図5 Java EEプラットフォームアーキテクチャ
図5 Java EEプラットフォームアーキテクチャ

 クライアント側のアプリケーションクライアントは、ネットワークを通じてEJBコンテナに接続する中核的なJavaアプリケーションです。それに対してWebブラウザは、一般にHTTPプロトコルを使ってWebコンテナと対話します。このEJBコンテナとWebコンテナとからJava EEアプリケーションサーバが形成されます。そしてサーバはJVM(Java Virtual Machine)上にホストされます。

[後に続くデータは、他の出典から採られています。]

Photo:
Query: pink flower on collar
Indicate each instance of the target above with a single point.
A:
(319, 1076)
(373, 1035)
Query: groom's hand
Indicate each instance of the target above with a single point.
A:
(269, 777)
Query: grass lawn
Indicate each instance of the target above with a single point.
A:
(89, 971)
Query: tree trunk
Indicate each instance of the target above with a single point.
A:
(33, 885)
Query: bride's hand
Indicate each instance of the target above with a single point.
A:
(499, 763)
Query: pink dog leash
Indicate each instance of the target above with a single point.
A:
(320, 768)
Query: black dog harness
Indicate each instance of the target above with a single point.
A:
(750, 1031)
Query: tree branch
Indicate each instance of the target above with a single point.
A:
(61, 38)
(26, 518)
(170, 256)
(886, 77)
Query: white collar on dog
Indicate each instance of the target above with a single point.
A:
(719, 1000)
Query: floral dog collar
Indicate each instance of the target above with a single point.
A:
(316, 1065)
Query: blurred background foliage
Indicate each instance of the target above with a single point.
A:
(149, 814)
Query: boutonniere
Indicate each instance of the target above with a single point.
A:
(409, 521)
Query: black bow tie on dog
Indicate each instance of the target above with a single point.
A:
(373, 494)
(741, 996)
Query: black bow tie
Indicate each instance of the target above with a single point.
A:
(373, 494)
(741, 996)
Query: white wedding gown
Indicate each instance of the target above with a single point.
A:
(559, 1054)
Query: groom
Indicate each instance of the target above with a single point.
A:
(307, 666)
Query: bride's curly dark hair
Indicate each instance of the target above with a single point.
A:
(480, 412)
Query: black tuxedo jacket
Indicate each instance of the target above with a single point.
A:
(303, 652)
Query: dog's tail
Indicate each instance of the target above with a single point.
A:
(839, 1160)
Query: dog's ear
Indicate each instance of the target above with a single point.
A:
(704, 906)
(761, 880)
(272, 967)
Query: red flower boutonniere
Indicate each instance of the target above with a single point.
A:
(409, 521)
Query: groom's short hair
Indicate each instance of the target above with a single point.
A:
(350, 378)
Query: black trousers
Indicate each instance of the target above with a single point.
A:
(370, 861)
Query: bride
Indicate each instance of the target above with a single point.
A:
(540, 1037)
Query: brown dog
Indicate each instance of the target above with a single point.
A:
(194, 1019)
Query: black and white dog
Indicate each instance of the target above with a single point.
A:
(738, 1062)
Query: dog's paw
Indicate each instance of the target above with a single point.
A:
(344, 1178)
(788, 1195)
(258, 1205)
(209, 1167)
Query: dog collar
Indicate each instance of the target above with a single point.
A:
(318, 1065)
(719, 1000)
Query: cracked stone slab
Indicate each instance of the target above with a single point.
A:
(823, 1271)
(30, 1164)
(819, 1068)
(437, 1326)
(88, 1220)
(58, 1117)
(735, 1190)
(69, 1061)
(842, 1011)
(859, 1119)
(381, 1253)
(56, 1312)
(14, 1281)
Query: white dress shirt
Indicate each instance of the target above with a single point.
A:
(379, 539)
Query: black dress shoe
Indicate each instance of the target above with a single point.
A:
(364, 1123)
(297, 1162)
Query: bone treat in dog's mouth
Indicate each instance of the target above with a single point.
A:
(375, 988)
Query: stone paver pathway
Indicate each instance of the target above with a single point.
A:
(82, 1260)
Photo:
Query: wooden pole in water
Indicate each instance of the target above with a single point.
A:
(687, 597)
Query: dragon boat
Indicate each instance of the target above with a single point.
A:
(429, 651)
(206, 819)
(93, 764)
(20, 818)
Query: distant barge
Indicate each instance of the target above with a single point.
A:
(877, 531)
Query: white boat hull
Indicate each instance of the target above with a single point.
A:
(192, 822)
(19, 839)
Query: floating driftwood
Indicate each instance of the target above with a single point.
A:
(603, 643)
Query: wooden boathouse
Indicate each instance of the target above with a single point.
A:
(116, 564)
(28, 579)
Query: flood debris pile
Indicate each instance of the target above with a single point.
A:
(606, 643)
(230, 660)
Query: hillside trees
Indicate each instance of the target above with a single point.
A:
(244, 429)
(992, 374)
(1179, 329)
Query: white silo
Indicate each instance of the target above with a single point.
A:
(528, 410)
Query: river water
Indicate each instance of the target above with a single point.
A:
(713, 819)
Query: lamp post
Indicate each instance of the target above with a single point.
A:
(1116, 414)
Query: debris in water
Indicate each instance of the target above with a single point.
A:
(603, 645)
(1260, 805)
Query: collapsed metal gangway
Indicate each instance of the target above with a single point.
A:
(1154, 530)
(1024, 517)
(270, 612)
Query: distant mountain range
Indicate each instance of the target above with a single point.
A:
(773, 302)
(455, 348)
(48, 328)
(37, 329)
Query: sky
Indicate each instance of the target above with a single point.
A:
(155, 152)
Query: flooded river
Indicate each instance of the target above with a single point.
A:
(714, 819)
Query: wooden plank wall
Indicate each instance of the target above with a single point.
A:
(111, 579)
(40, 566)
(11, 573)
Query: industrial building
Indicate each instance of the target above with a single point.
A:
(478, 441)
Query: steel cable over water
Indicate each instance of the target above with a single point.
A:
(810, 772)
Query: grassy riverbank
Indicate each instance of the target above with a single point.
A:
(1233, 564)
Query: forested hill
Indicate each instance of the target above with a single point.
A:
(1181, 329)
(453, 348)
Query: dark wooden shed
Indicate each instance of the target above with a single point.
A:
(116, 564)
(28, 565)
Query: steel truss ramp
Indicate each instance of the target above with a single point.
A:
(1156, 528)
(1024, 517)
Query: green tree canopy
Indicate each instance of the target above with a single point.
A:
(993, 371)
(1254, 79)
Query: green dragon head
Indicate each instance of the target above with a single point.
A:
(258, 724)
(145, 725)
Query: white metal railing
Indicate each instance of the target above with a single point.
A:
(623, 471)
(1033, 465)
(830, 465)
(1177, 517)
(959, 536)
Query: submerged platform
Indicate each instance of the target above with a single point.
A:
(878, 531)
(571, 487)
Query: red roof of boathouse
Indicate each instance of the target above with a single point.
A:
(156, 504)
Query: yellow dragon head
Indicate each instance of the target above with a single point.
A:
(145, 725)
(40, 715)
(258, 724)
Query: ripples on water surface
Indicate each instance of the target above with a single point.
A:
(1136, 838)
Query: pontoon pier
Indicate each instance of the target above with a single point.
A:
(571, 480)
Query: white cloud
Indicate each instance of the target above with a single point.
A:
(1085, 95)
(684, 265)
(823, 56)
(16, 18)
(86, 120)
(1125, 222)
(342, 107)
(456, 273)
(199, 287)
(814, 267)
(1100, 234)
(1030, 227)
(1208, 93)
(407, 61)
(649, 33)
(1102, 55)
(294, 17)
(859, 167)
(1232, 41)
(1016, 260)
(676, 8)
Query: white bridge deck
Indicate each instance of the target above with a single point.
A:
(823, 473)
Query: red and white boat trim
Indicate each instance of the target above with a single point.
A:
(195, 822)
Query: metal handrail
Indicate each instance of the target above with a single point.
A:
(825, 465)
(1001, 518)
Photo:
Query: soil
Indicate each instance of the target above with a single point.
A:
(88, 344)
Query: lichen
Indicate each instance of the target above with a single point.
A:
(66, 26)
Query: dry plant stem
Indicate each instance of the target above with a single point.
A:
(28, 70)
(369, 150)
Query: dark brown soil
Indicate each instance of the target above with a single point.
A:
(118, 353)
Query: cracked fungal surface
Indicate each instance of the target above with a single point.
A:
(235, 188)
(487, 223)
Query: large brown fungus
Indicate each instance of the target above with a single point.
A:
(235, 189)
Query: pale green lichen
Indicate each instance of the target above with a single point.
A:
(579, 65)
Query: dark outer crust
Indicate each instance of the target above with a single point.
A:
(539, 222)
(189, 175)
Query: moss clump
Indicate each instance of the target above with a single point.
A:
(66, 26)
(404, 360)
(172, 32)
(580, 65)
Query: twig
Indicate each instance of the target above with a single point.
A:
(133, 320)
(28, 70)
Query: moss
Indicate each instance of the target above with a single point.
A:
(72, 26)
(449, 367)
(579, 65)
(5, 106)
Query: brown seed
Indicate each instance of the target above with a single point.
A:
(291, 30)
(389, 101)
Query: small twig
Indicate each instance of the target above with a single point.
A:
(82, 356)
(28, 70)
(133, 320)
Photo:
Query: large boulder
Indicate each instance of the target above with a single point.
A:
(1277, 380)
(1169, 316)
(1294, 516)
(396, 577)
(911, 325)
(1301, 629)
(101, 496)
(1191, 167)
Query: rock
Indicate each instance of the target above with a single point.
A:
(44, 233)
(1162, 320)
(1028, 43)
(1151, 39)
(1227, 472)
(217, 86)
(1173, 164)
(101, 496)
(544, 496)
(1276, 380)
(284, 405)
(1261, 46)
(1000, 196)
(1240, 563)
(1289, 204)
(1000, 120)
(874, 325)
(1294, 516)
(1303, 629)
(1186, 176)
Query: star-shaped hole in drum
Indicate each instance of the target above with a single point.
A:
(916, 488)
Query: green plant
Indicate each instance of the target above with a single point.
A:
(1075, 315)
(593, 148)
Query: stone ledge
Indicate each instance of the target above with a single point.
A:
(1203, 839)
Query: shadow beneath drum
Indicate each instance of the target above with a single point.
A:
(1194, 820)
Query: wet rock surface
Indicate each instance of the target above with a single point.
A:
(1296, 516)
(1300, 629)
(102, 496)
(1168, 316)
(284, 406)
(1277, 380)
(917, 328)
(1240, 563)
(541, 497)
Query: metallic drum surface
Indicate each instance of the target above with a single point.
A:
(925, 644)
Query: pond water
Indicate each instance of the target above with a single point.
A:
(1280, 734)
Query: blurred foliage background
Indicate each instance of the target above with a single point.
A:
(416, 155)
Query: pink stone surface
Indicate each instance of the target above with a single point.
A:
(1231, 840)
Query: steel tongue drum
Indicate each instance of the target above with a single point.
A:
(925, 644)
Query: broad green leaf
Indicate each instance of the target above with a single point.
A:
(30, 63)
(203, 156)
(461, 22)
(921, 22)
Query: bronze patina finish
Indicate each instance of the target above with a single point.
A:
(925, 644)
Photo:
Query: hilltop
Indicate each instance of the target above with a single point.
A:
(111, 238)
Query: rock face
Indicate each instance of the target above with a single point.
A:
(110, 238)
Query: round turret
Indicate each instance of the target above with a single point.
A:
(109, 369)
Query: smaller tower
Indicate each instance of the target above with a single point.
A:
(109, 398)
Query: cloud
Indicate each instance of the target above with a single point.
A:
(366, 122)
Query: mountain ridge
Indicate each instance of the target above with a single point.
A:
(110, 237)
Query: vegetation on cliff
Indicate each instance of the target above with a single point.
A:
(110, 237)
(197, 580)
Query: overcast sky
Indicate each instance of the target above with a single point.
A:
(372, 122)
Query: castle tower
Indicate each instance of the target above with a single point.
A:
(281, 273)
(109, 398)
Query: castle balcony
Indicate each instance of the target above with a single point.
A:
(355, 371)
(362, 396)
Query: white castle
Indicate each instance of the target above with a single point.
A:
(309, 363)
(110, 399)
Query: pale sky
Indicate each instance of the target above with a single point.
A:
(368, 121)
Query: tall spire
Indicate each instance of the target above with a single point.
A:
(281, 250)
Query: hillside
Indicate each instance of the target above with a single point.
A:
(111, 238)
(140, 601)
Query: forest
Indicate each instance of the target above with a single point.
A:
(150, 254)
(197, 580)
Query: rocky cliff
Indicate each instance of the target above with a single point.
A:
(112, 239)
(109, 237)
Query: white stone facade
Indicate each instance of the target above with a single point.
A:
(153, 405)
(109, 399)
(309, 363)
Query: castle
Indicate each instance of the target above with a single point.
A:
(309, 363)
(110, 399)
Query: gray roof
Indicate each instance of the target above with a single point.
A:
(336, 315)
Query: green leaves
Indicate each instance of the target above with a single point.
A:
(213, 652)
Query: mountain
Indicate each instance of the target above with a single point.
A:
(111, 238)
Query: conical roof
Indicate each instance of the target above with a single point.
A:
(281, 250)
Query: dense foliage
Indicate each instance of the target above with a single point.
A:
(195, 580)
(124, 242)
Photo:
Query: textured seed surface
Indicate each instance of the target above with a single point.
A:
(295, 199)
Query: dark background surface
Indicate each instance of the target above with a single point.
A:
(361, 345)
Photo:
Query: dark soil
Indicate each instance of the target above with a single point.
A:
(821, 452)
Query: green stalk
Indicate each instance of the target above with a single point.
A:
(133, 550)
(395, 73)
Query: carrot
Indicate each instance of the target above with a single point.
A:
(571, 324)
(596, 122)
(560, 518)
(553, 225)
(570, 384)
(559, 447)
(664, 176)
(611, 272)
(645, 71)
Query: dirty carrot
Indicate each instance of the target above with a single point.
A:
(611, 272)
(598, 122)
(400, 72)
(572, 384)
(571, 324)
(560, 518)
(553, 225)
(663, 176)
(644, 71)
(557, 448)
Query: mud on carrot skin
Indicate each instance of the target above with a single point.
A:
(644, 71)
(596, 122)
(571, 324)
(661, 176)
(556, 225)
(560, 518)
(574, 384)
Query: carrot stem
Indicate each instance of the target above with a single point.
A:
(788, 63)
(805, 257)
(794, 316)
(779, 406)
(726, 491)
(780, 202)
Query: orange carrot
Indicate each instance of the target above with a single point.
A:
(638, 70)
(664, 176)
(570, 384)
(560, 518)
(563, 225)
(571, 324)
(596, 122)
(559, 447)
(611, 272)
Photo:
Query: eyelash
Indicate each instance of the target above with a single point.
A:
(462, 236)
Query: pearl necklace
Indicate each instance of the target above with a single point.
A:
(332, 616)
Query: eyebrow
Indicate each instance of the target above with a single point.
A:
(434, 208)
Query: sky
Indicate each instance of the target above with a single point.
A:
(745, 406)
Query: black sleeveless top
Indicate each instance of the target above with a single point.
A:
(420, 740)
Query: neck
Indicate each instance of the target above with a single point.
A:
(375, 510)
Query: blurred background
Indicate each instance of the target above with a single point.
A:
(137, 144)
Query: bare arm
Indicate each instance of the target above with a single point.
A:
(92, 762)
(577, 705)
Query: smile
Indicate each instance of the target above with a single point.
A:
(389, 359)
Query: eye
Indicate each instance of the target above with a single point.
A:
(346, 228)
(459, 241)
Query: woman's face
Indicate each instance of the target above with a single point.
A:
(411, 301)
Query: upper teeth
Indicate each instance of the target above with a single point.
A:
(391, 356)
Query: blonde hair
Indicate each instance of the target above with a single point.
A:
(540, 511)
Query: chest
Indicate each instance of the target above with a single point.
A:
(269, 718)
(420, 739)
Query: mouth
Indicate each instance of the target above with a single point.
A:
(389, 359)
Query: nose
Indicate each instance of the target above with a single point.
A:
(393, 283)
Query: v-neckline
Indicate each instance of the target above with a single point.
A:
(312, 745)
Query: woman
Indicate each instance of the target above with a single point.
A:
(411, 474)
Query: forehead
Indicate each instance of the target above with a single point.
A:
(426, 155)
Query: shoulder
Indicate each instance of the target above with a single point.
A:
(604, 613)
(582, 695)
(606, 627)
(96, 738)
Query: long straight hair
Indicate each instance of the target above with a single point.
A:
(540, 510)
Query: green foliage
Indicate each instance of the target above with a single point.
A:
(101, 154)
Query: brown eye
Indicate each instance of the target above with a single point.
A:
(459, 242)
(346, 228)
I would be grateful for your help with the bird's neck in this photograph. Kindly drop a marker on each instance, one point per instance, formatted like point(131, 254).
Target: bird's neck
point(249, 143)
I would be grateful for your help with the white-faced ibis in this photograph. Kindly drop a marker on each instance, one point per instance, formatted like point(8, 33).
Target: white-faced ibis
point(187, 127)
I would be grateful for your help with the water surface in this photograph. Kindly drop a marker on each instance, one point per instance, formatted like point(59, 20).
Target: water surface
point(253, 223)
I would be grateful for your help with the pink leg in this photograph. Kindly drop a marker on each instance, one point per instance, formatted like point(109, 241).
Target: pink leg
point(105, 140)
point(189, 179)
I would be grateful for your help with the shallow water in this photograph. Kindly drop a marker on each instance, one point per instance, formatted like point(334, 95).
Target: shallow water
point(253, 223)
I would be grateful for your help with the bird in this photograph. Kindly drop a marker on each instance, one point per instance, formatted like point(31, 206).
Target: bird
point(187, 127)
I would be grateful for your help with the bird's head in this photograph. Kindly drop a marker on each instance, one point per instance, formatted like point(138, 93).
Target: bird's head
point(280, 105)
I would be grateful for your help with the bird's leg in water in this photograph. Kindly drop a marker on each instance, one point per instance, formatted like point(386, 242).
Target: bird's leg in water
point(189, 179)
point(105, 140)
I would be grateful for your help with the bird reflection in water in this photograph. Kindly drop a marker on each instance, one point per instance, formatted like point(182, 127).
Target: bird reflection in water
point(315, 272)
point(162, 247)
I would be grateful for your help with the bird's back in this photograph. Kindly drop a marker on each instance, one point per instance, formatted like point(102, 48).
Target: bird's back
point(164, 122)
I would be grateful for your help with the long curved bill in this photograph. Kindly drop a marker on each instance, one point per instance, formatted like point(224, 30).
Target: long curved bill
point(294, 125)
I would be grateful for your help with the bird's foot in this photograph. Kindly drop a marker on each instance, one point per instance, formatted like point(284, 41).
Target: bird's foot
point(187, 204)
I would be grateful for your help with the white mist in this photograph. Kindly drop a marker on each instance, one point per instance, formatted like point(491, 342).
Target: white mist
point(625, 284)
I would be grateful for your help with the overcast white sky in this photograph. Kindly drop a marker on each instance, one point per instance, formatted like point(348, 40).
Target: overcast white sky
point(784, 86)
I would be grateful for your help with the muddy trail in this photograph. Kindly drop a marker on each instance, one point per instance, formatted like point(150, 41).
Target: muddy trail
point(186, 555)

 各コンテナは、それぞれ異なる低レベルサービス群を提供します。Webコンテナはトランザクションサポートを提供しませんが、EJBコンテナはこのサービスを提供します。これらのサービスは、JTA(Java Transaction API)、JMS(Java Message Service)、JNDI(Java Naming and Directory Interface)、JPA(Java Persistence API)、JTA(Java Transaction API)といった標準のJava EE APIを通じて利用できます。しかし最大の利点は、いくつかの設定をするだけでこれらのサービスをアプリケーションコンポーネントに透過的に適用できることです。これらのサービスを挿入するには、アプリケーションコンポーネントをアーカイブファイルにパッケージングし、特定のXMLベースの配備記述子を使って定義します。これにより、開発時間の短縮と保守の簡易化が期待できます。

Java EEアプリケーションアーキテクチャ

 Java EEプラットフォームを使用すると、分散n層アプリケーションの開発が容易になります。アプリケーションコンポーネントを機能に基づいて分割し、異なる層にホストすることが簡単にできます。異なる層の置かれたコンポーネント同士は一般にMVCというアーキテクチャ原則を使って協働します。

MVC

 Trygve Reenskaugが初めてMVCについて記述したのは『Applications Programming in Smalltalk-80: How to use Model-View-Controller』(1979年)という論文でした。MVCは主にユーザーインターフェースロジックをビジネスロジックから分離するための方策として考え出されたものです。しかし、両者が孤立した状態のままでは何の役にも立ちません。MVCはプレゼンテーションロジックレイヤとビジネスロジックレイヤとの間を繋いで仲介するために間接化レイヤを追加することも示唆しています。この新しいレイヤは「コントローラレイヤ」と呼ばれます。簡単に言えば、MVCはアプリケーションを次の3つの(別個のものではあるが協働する)コンポーネントに分割します。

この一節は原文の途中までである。